Tive a inaudita alegria de ter o episódio que narrei no artigo “Credulidade e Ceticismo – os dois lados da mesma moeda” comparado ao primeiro capítulo do célebre livro “O Mundo Assombrado pelos Demônios” do não menos célebre Carl Sagan.
Confesso que fiquei deveras lisonjeado.
De fato existem alguns pontos em comuns em ambos os episódios, respeitando as devidas proporções – é claro!
Sagan narra no capítulo “A Coisa Mais Preciosa” seu encontro com o Sr. Buckley, o motorista que o levaria do aeroporto para uma conferência com cientistas e profissionais da televisão.
Nesse longo trajeto do aeroporto até o local da conferência o motorista bastante empolgado entabula uma conversa entusiasmada com o célebre cientista sobre extraterrestres, canalização, profecias de Nostradamus, astrologia, sudário de Turim, Atlântida, Lemúria e assim por diante.
Sagan narra que teve a delicada tarefa de contrapor o que a ciência tinha a dizer sobre cada um desses portentosos temas.
Em suas próprias palavras, reafirma no livro:
“— Eu tive de desapontá-lo todas as vezes”.
“Enquanto rodávamos pela chuva podia vê-lo tornar-se cada vez mais soturno. Eu não estava apenas negando alguma doutrina falsa, mas uma faceta preciosa de sua vida interior”.
No entanto Sagan foi muito mais feliz nesse seu encontro com o Sr. Buckley – no fundo, um admirador da ciência, como o narrado na página 19:
“O Sr. Buckley — bom papo, inteligente, curioso — não tinha ouvido virtualmente nada sobre a ciência moderna. Ele tinha um apetite natural pelas maravilhas do Universo. Queria conhecer a ciência”.
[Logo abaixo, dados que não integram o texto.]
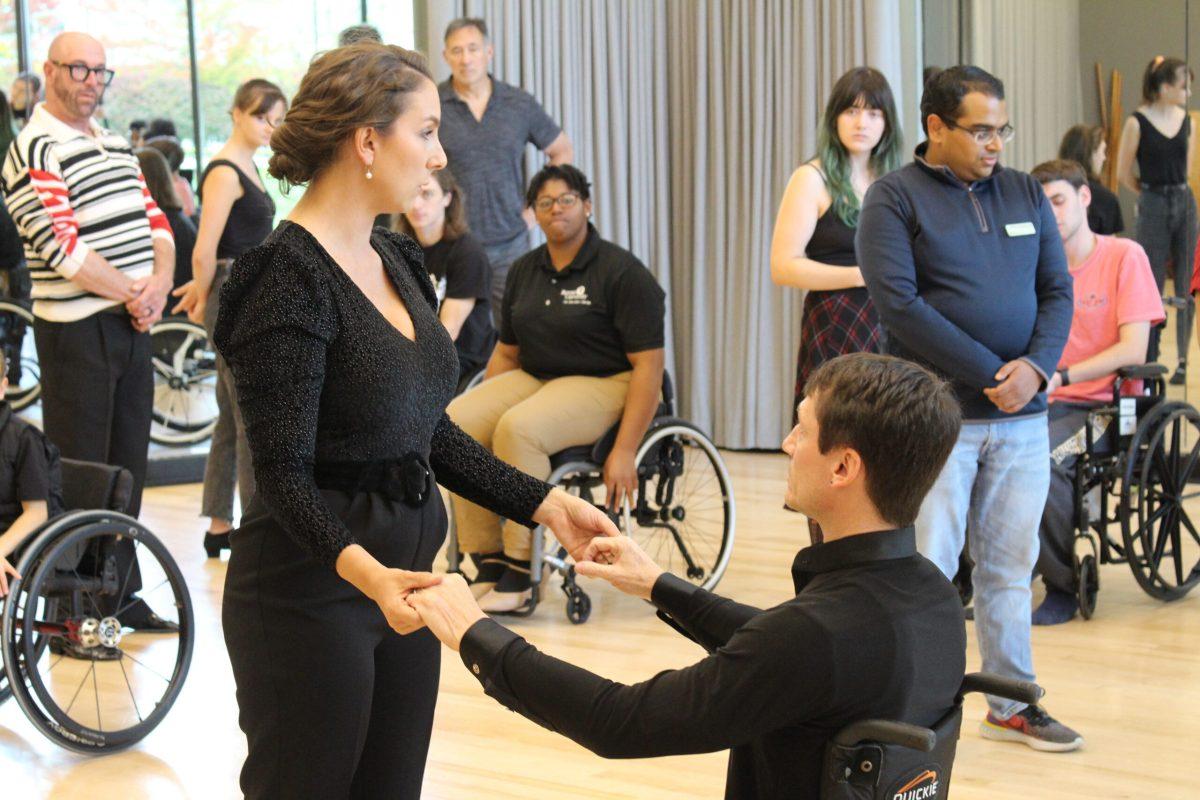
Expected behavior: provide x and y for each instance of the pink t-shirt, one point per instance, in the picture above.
(1113, 287)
Quando reli esse capítulo tive a nítida impressão que meu caminho é muito mais árido.
Como no caso de meu vizinho de poltrona que além de confundir ciência com pseudociência e misticismo, negava a primeira com todas as suas forças.
Negava a ciência veementemente. E o que era pior – não manifestava a mínima vontade de conhecê-la.
Novum Organum
Novamente recordo Francis Bacon e seu Novum Organum; tratado que esboçou os primeiros pilares para a edificação da nossa metodologia científica, que mesmo escrito em 1620 nunca perdeu sua atualidade.
Permitam repeti-lo aqui numa tradução livre de minha autoria:
A compreensão humana não é livre de interesses; recebe influxos da vontade e dos afetos de tal forma que um homem acredita mais facilmente naquilo que ele gostaria que fosse verdade, ao mesmo tempo, que ele rejeita rapidamente:
- As coisas difíceis a seu entendimento por pura preguiça de pesquisar;
- As coisas sensatas por abaterem sua esperança;
- As coisas fundamentais da natureza por pura superstição;
- A clareza da experiência alheia (que muitas vezes é por ele negligenciada) devido ao seu orgulho e arrogância.
Como já afirmei outras vezes, infelizmente esse tipo de encontro não é raro. O número de pessoas que por vaidade ou arrogância nega a ciência é incrível.
Primeiro por não querer confessar sua ignorância — como se fosse uma vergonha não saber.
É preciso deixar claro que é impossível para qualquer ser humano — por mais genial que ele seja — o domínio completo de qualquer área do conhecimento.
É impossível!
Assim não existe vergonha nenhuma em não saber.
E se ilude aquele que se arroga de tal prerrogativa.
Talvez seja vergonhoso o fato de não querer saber e mesmo assim criticar.
Criticar assentado apenas no achismo, em ideias mal acabadas e repetidas ad nauseam, sem nenhum exame crítico, sem nenhum questionamento, sem nenhuma gota de critério ou bom senso.